# Hosting Halo



## midget (Feb 22, 2008)

When I try hosting a game on halo no one can join.
Can anyone help?


----------



## redsunx (Apr 5, 2007)

I'm assuming you haven't forwarded your ports?

http://www.portforward.com/english/routers/port_forwarding/routerindex.htm

Find your router. Click 'Halo' and follow the steps the author provided.


----------



## midget (Feb 22, 2008)

my settings are on optain an IP address automatically. 
Is there any other way to find out my IP.


----------



## Van Hel Singh (Jul 24, 2006)

to find out the ip go into cmd and type in ipconfig
in the list, record the result for default gateway.
Type this into your address bar of your browser.
Your router page should open, you're going to have to search for devices and find your xbox, from there you can see its ip address.


----------



## redsunx (Apr 5, 2007)

Or, take the PS2 method, give it an IP out of the DHCP range, like 192.1.168.150, and DMZ it. Meaning let ALL the traffic through for that device.


----------



## midget (Feb 22, 2008)

Thanks guys


----------



## midget (Feb 22, 2008)

hmm.. that didnt work is there anything else i could do


----------



## Onetoomanysodas (Feb 27, 2008)

redsunx said:


> I'm assuming you haven't forwarded your ports?
> 
> http://www.portforward.com/english/routers/port_forwarding/routerindex.htm
> 
> Find your router. Click 'Halo' and follow the steps the author provided.


----------



## midget (Feb 22, 2008)

i already did that...
lay off the sodas ok?


----------



## Onetoomanysodas (Feb 27, 2008)

Is this for Halo PC or are you hosting it with your Xbox?


----------



## midget (Feb 22, 2008)

Pc


----------



## Onetoomanysodas (Feb 27, 2008)

So if you're hosting the server while running the game (in-game hosting), then the port range to make sure you have forwarded to your computer from your router are 2302 to 2303. If you want to use different ports, you can set which to use in Halo under Settings > Network Setup.

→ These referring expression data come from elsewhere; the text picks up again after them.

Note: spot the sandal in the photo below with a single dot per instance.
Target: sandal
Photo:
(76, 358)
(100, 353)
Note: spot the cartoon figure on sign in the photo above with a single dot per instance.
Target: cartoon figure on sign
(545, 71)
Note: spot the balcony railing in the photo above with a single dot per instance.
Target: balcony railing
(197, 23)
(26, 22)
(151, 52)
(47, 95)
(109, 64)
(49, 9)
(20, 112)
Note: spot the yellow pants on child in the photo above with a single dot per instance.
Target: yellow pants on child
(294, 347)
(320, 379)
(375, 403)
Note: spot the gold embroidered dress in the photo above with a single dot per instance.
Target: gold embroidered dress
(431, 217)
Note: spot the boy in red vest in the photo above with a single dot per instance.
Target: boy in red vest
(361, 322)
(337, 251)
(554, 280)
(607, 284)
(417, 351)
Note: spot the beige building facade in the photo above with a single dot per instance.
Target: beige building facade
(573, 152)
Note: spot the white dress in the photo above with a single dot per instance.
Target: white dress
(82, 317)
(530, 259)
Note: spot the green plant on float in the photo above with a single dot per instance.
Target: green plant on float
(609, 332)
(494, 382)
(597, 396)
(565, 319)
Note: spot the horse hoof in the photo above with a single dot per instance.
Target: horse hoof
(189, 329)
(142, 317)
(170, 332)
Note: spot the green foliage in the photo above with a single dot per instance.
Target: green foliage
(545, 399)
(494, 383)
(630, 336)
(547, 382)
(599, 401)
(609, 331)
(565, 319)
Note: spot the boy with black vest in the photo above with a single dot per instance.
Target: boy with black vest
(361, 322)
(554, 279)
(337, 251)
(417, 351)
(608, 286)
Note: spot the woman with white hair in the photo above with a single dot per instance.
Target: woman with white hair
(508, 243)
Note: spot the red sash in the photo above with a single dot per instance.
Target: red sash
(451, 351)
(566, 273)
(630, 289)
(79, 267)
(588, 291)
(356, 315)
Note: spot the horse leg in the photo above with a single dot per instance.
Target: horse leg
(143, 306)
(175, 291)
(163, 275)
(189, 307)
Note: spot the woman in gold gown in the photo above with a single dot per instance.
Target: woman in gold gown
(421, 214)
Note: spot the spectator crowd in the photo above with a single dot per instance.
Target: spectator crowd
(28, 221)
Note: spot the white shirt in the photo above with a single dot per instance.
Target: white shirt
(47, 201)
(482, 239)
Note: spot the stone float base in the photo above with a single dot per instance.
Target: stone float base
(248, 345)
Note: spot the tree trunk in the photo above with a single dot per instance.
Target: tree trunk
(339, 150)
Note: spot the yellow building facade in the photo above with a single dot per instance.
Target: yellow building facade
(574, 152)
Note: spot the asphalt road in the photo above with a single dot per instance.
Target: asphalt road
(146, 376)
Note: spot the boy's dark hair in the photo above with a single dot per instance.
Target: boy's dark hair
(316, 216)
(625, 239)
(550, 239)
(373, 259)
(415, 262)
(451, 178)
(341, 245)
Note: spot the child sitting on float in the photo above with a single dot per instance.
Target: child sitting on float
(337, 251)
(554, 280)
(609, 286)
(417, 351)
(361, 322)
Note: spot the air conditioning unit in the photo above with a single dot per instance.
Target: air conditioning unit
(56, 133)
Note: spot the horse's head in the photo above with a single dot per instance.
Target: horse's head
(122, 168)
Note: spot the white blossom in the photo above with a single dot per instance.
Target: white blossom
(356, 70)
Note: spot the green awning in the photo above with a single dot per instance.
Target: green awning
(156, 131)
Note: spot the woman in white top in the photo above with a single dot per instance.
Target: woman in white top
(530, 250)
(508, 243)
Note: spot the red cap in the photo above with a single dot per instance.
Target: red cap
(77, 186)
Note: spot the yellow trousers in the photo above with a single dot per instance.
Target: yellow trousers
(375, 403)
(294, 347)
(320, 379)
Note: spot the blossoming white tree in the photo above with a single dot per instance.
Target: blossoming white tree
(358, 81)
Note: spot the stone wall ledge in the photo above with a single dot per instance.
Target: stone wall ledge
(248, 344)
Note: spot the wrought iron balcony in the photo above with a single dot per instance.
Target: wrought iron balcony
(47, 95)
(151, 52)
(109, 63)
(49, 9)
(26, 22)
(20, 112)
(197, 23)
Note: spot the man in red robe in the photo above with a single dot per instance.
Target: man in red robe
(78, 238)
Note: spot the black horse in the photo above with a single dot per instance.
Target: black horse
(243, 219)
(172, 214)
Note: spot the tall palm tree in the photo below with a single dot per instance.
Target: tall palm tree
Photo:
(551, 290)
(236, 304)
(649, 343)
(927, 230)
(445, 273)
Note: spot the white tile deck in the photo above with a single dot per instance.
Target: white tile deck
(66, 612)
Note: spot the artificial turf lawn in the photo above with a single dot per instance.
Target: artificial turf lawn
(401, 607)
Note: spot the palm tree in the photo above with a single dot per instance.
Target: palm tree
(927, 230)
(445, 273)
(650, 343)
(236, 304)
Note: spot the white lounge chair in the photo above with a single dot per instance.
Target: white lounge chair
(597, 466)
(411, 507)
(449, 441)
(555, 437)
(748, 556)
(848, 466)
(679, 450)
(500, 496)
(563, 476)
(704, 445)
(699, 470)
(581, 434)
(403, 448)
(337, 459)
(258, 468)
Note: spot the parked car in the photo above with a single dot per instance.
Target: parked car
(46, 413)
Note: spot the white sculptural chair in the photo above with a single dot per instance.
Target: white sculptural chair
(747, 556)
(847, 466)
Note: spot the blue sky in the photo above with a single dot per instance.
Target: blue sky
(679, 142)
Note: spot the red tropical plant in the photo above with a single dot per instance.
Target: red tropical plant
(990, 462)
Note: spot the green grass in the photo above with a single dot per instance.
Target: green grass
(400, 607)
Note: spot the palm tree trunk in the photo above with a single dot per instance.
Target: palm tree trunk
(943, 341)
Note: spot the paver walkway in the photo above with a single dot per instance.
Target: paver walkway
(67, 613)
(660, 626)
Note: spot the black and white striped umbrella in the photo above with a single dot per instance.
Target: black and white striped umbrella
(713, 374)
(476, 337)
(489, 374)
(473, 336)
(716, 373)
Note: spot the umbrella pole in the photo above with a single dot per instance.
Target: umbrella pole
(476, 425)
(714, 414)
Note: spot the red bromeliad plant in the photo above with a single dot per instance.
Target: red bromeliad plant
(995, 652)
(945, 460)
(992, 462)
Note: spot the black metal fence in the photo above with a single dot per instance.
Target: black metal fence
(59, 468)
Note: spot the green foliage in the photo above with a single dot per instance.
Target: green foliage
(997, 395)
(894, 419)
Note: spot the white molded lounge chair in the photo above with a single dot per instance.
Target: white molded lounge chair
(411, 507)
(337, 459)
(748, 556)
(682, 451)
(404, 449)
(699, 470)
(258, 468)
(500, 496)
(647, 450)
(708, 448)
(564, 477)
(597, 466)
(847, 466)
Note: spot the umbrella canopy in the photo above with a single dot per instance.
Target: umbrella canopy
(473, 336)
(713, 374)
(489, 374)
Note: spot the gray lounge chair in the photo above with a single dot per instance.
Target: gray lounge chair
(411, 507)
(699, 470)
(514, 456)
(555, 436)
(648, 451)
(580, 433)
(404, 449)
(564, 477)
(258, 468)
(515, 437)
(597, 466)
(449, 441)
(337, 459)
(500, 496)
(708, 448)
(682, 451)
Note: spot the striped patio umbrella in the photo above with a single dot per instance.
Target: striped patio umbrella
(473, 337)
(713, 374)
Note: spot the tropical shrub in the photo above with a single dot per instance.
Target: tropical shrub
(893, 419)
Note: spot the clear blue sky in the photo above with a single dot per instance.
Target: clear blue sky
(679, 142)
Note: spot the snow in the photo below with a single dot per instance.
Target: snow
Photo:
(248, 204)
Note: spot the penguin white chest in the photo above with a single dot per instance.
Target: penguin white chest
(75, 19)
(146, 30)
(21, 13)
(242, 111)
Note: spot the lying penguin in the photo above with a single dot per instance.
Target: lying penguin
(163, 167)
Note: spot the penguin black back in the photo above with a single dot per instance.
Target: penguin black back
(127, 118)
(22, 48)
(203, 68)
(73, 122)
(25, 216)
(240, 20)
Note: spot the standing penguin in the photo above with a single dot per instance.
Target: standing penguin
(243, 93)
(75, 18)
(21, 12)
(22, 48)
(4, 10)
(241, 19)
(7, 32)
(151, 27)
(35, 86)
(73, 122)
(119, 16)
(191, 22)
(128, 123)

Start Halo > Multiplayer > Create Game: Internet > Map & Game variant etc.. > Then you have the screen that tells you the details about the server. In the IP Address box it should read ip address*:*port#.

This is your local IP Address (ex. 192.168.0.2) that you should have 2302 and 2303 forwarded to under your router's port-forwarding configuration.

Once you got that squared away, make sure Windows Firewall isn't blocking traffic. Open up Windows Firewall from the Control Panel and select the Exceptions tab. Click 'Add Program' and select Halo. It should already be added and you'll get an error saying it's already added. Good. Now click 'Add Port'. Enter 'Halo PC' for name and 2302 for port number and select TCP, then hit OK.

Once all this is done, write down your IP Address: http://whatismyip.com/ and send it to your friends so they can join your non-dedicated server.


----------